A similar claim on the record label regarding authorship was made for "Anybody Want to Buy My Cabbage?"; however this was not the case. A song titled "Anybody Here Want to Try My Cabbage" had been recorded by Maggie Jones on December 10, 1924. This was released as a single on March 30, 1925. That song was correctly credited to the joint authorship of Andy Razaf, Edgar Dowell and Fats Waller. Maggie Jones recording used the backing accompaniment of Louis Armstrong and Fletcher Henderson. An instrumental version of "Anybody Here Want to Try My Cabbage" was issued by George McClennon's Jazz Devils in 1925. The lyrical and musical content of Jones's and Johnson's songs are very similar.

In November 2022, a copy of Johnson's original single was worth around $53 (£45).

==Re-recordings==
Johnson re-recorded "Get 'Em from the Peanut Man (Hot Nuts)" on March 4, 1936, this time accompanied by Black Bob on piano.
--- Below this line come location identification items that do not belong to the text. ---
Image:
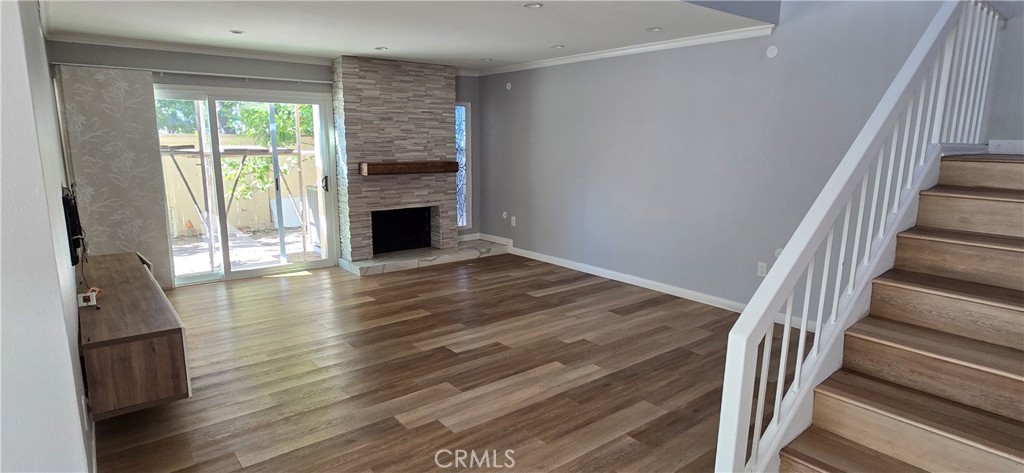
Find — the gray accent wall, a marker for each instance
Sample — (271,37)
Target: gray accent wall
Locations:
(1006,99)
(687,166)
It was released on Okeh Records with "Press My Button (Ring My Bell)" on the B-side.

Johnson re-recorded the song again, which was issued with the amended title "Get 'Em from the Peanut Man (The New Hot Nuts)" on Vocalion Records (catalog reference 03241) in 1936, with "Sam the Hot Dog Man" on the B-side.

==Compilation recordings==
- Lil Johnson Vols 1–3, Document Records (1995).
Numerous other compilation albums include either, or both, of the tracks. These include Press My Button (2015), Lil Johnson Vol.1 1929-1936 (1995), and Scuffling Woman Blues (2021).